Il richiamo alla non-violenza del leader spirituale
Nello scetticismo delle nuove generazioni della diaspora, almeno a parole più intransigenti , il leader spirituale raccomanda la non-violenza e chiede di distinguere tra governo e popolazione cinese. Ma, come ha scritto su China File la sinologa Jessica Batke, per 8 anni analista per il Dipartimento di Stato americano, «senza la forza della presenza del Dalai Lama il rischio di violenza nelle aree tibetane della Cina aumenta in modo impressionante». Pessimismo, forse realismo. Un destino di sangue che, per la sua terra e per sé, il quattordicesimo Dalai Lama non vuole scegliere. Piuttosto, meglio essere l’ultimo dei Dalai Lama. Tenzin Gyatso è salito sul trono che ancora non aveva cinque anni. Fuggito in India nel 1959, ha rinunciato a rivendicare una impossibile indipendenza. Pechino si prepara a ignorare le mosse dei monaci a lui fedeli e a nominare un Dalai Lama allineato al potere comunista.
CARTA D’IDENTITÀ
Origini – Tenzin Gyatso (al secolo Lhamo Dondrub) nacque il 6 luglio 1935 in una famiglia di agricoltori a Taktser, piccolo villaggio nel nordest del Tibet, ai confini con la Cina.
Nomina – Nel 1939, una volta condotto al Potala, residenza dei Dalai Lama a Lhasa, capitale e cuore del Tibet, fu nominato XIV Dalai Lama nel corso di una solenne cerimonia.
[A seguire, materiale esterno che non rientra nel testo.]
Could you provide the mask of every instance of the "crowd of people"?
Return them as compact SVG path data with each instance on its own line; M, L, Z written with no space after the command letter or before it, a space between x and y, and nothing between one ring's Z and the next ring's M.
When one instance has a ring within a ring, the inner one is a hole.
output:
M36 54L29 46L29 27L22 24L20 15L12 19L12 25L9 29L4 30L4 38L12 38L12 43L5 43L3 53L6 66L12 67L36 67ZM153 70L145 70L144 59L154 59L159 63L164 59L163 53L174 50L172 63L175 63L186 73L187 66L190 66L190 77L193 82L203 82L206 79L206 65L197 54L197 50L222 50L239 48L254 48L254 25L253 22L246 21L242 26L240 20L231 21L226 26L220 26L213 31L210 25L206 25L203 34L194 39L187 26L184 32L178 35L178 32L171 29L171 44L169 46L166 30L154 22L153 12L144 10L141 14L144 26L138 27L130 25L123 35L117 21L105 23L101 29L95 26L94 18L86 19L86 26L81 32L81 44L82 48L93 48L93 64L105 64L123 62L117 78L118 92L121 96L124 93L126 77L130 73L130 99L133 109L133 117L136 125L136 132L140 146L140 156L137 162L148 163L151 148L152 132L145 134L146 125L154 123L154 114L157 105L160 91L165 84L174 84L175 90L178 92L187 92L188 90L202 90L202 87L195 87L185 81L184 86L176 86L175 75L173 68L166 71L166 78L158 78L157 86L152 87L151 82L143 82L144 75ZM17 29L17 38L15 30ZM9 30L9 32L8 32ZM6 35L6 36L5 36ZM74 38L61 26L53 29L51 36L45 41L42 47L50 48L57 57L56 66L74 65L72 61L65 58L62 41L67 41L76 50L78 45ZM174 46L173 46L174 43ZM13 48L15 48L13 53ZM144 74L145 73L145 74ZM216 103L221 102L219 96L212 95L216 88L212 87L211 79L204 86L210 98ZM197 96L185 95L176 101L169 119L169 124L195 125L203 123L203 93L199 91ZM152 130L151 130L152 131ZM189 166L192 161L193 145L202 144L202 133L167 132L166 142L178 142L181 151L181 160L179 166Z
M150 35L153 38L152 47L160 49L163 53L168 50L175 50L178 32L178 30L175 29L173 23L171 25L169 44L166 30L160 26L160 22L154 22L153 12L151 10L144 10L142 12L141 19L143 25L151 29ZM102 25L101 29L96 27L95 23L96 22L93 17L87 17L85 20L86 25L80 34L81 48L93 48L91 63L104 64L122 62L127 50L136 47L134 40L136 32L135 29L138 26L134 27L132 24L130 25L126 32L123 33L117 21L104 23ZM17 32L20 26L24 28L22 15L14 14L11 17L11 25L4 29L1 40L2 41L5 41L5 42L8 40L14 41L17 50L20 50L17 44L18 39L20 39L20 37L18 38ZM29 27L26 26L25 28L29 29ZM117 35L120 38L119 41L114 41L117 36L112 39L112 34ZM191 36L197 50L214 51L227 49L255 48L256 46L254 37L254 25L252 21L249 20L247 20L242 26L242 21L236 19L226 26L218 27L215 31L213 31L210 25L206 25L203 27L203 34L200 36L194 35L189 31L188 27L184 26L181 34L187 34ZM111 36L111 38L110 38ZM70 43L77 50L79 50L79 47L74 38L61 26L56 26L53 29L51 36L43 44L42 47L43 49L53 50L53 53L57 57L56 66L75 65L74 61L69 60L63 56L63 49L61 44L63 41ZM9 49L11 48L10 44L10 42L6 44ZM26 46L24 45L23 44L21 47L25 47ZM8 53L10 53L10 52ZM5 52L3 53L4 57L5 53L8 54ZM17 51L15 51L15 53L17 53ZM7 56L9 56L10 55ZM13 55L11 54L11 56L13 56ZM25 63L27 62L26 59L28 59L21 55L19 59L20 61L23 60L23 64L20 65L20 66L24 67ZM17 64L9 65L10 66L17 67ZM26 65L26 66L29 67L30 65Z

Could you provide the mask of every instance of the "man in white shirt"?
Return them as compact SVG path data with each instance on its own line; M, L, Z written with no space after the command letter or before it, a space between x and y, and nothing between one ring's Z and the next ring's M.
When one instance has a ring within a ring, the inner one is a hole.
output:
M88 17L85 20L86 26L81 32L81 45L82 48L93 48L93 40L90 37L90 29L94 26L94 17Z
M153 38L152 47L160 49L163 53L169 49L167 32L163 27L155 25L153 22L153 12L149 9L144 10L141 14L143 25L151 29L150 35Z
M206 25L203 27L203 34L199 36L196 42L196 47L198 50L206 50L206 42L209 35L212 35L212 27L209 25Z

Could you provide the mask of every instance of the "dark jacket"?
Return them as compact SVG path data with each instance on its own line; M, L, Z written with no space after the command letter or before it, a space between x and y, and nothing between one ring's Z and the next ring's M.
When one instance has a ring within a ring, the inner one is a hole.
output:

Esilio – Nel 1959 l’esercito cinese, per stroncare la sollevazione contro Pechino organizzata dal movimento di resistenza tibetano, massacrò migliaia di uomini, donne e bambini nelle strade di Lhasa e in altri luoghi. Nella notte del 17 marzo il Dalai Lama fuggì dal Tibet e arrivò in India due settimane dopo, prendendo residenza a Dharamsala, dove vive tuttora.